Step 1: Review the Evaluation Ticket

Open materials/tickets.md and find the evaluation design tickets (T05-T07). The task: choose your primary and secondary evaluation metrics, define how you'll evaluate prepaid and postpaid customers separately, establish baselines, and set success thresholds.

This is the first time you're making these decisions. In P1, the evaluation criteria were handed to you -- recall >= 0.55 on the churn class. This time you decide what "success" looks like and why.

Step 2: Get AI's Metric Recommendations

Direct Claude to recommend evaluation metrics for a churn prediction problem with class imbalance and a segment gap. Something like: "Given an imbalanced churn dataset where overall churn is ~8% and prepaid customers churn at ~12% while postpaid churn at ~4%, what evaluation metrics should I use? Why?"

Read what Claude recommends. Does it mention class imbalance? Does it suggest looking at prepaid and postpaid separately, or only overall metrics? AI commonly defaults to metrics that look good in aggregate while hiding segment-level failures. Check whether the recommendations address the specific problem Emeka described.

Now try AI self-review. Ask Claude: "Review your metric recommendations. For each metric you suggested, explain specifically how it would reveal or hide the prepaid churn gap." This is a targeted self-review prompt -- it forces Claude to evaluate its own output against a specific criterion rather than giving a generic "looks good."

Step 3: Choose Your Metrics

Make your decisions. Your primary metric should capture whether the model catches customers who are about to leave. Your secondary metric should capture whether the model wastes the retention team's time on false positives.

Write the rationale for each choice. Not just "use F1" but why -- connect the metric to the business problem. "We chose recall as the primary metric because Emeka's retention team can only call 200 people a week and every missed churner is a subscriber they could have saved.
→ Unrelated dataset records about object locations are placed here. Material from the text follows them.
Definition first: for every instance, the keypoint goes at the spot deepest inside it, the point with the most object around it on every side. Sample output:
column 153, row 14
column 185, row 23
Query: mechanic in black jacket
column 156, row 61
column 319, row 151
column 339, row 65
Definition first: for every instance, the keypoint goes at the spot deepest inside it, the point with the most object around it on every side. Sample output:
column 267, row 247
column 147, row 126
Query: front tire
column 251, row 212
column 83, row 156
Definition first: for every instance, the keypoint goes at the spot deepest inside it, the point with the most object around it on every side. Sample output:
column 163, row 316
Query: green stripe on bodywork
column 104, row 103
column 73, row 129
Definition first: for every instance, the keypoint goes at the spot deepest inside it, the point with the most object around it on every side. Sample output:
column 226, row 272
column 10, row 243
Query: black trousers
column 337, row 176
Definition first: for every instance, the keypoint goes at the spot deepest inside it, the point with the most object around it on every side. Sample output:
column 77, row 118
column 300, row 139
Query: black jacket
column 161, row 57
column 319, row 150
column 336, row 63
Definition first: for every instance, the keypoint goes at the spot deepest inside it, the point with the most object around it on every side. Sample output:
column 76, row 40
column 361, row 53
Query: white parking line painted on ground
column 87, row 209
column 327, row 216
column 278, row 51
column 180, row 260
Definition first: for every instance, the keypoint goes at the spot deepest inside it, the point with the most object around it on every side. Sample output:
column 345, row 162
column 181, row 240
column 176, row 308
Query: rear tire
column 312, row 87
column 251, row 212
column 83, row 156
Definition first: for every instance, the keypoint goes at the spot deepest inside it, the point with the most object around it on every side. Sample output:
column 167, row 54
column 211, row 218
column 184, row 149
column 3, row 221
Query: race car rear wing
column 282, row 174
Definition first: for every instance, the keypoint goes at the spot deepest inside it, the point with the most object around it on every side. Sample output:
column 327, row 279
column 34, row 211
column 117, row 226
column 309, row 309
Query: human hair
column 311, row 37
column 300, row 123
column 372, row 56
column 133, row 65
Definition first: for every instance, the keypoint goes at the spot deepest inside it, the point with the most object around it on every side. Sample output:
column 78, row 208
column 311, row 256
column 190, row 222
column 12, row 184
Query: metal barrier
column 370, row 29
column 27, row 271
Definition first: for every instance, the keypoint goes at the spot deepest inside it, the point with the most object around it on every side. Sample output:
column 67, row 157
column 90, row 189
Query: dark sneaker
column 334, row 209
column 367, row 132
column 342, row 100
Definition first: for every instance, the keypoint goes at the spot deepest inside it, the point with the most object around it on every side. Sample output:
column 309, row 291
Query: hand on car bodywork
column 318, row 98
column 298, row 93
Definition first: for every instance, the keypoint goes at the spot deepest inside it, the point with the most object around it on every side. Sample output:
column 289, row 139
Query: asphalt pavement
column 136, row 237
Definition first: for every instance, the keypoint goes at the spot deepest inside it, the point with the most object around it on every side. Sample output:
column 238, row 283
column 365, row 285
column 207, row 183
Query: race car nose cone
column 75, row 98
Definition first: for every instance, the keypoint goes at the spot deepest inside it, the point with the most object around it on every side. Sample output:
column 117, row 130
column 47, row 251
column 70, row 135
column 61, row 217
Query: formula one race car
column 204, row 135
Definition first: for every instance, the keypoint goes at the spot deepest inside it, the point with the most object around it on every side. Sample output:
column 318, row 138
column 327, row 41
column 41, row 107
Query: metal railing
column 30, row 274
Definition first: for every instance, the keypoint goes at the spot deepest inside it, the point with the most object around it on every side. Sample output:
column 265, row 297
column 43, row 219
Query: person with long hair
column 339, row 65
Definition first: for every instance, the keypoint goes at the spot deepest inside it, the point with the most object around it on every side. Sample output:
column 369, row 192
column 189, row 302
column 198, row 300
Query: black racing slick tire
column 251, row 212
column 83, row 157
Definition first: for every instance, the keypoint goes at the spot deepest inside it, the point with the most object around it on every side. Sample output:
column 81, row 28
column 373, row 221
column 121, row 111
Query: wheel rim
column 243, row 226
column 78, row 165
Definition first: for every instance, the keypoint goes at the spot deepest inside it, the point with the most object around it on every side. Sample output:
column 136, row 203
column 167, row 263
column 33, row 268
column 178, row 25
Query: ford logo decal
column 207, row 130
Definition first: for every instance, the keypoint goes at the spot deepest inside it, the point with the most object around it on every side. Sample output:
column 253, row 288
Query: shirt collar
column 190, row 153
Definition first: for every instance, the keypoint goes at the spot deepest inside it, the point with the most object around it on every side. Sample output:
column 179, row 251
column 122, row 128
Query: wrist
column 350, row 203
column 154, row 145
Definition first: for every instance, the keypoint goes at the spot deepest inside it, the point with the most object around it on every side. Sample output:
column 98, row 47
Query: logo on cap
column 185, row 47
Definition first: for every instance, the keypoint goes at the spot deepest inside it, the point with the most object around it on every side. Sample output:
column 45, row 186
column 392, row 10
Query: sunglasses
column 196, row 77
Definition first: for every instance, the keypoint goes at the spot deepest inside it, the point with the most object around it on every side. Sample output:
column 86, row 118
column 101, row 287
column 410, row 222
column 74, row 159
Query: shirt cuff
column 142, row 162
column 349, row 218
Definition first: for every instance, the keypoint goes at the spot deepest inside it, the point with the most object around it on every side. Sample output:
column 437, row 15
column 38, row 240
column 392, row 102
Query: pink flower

We chose precision as the secondary metric because every false positive is a wasted call."

Step 4: Design Per-Segment Evaluation

The overall metrics could show solid performance while the model completely fails on prepaid customers. You need to evaluate the two segments separately.

Direct Claude to set up an evaluation plan that reports metrics for prepaid customers and postpaid customers independently. The plan should specify: which metrics to compute per segment, what the segment column is, and what counts as improvement over the baseline for each segment.

This is disaggregated evaluation. The P1 model's overall metrics probably looked fine. The problem was that "overall" averaged away the prepaid failure. Separating the segments makes the gap visible.

Step 5: Establish Baselines

Before you train anything, you need to know the floor. Direct Claude to compute two baselines:

First, the majority-class predictor. What happens if the model just predicts "no churn" for every subscriber? On this dataset, that's roughly 92% accurate. And it catches exactly zero of the customers who are about to leave. This is why accuracy is meaningless here.

Second, a logistic regression baseline. This is the simplest real model. Log the overall metrics and the per-segment metrics. These numbers define what the real model has to beat -- not zero, but the logistic regression floor.

✓ Check

Check: The evaluation design includes per-segment metrics (prepaid and postpaid evaluated separately) and at least one baseline score to compare the final model against.